Si la solitude est nécessaire, c'est que rien ne peut venir que du fond de soi. 


Car ce que l'on porte de toute manière au fond de soi lorsqu'on a tout dépouillé, qu'on a atteint la pauvreté suprême, le centre à partir duquel, dans l'art, une éternité est possible, c'est en fin de compte son passé, son enfance. 



N'avons-vous pas l'impression que ces phrases (spécialement la première) sont du Rilke tout craché?

Ou encore,

Ces Lettres à un jeune poète répondent moins, en somme, à la question Qu'est-ce que l'art? qu'à la question Qu'est-ce que l'artiste? Ce dont il s'agit avant tout, c'est un choix de vie, le choix de l'impossible. C'est « par impossible » que peut se produire la « réussite ». Dans sa sincérité, Rilke n'est pas très tendre avec Kappus, même s'il recopie aimablement l'un de ses poèmes... pour le lui renvoyer. Quand tout est donné, il reste une différence : si le génie ne s'incarne que « par impossible » dans la réalité, qu'en sera-t-il du simple talent, du petit talent, ou de l'absence de talent? La seule vraie question est posée dès la première des Lettres à un jeune poète : « Explorez le fond qui vous enjoint d'écrire; vérifiez s'il étend ses racines jusqu'à l'endroit le plus profond de votre coeur, répondez franchement à la question de savoir si, dans le cas où il vous serait refusé d'écrire, il vous faudrait mourir. »

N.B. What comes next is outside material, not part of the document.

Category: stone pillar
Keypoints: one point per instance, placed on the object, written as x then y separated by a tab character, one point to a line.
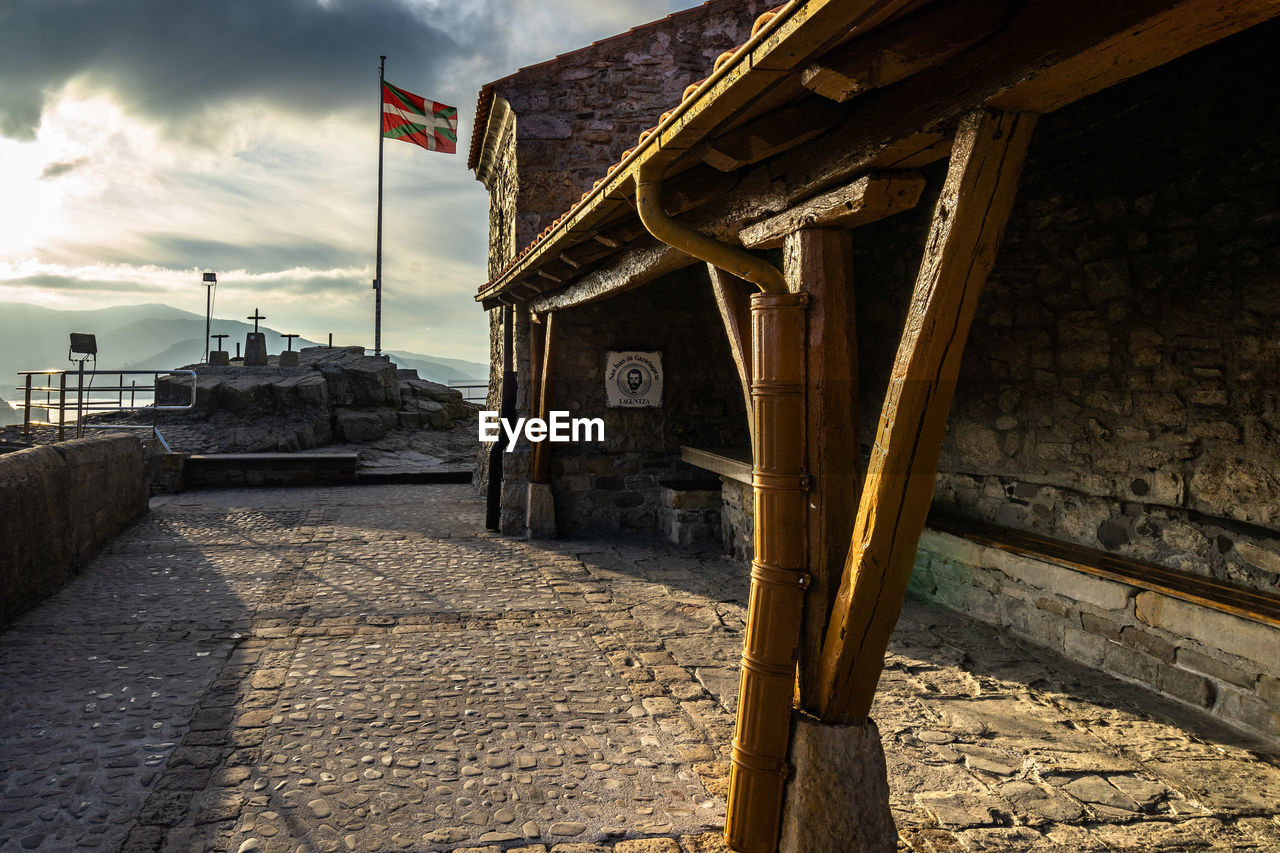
255	350
837	794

Rilke dit-il finalement autre chose que Proust, Marguerite Duras ou Thomas Bernhard?

 
*

En fin de volume, des lettres de Rilke à Lou Andreas-Salomé et à Friedrich Westhoff. Laissez-moi vous partager celle-ci, car elle tombe à point en ces temps difficiles : 

  
Lettre à Friedrich Westhoff, Rome, 29 avril 1904 [Rilke a 29 ans]

Car, Friedrich, crois-moi, plus on est soi-même, plus tout ce que l'on vit est riche.
[...]
Il ne faut jamais désespérer lorsqu'on perd quelque chose, un être, une joie ou un bonheur; tout reviendra, plus magnifique encore. Ce qui doit tomber tombe; ce qui nous appartient vraiment nous reste, car tout se produit selon des lois qui dépassent notre sagacité et avec lesquelles nous ne sommes qu'apparemment en contradiction. Il faut vivre en soi-même et penser à la totalité de la vie, à tous les millions de possibilités, d'immensités et d'avenirs qu'elle contient, face auxquels il n'y a rien de passé ni de perdu.  (lettre signée Rainer et Clara Westhoff, sa femme)

Rasséréné, j'ai lu d'un trait toutes ces lettres. J'ai compris alors pourquoi il m'était si important de conserver ce livre

Quelques semaines plus tard, l'ex et moi prenions un café ensemble, en toute amitié. Je n'ai pas eu le courage de lui donner le livre.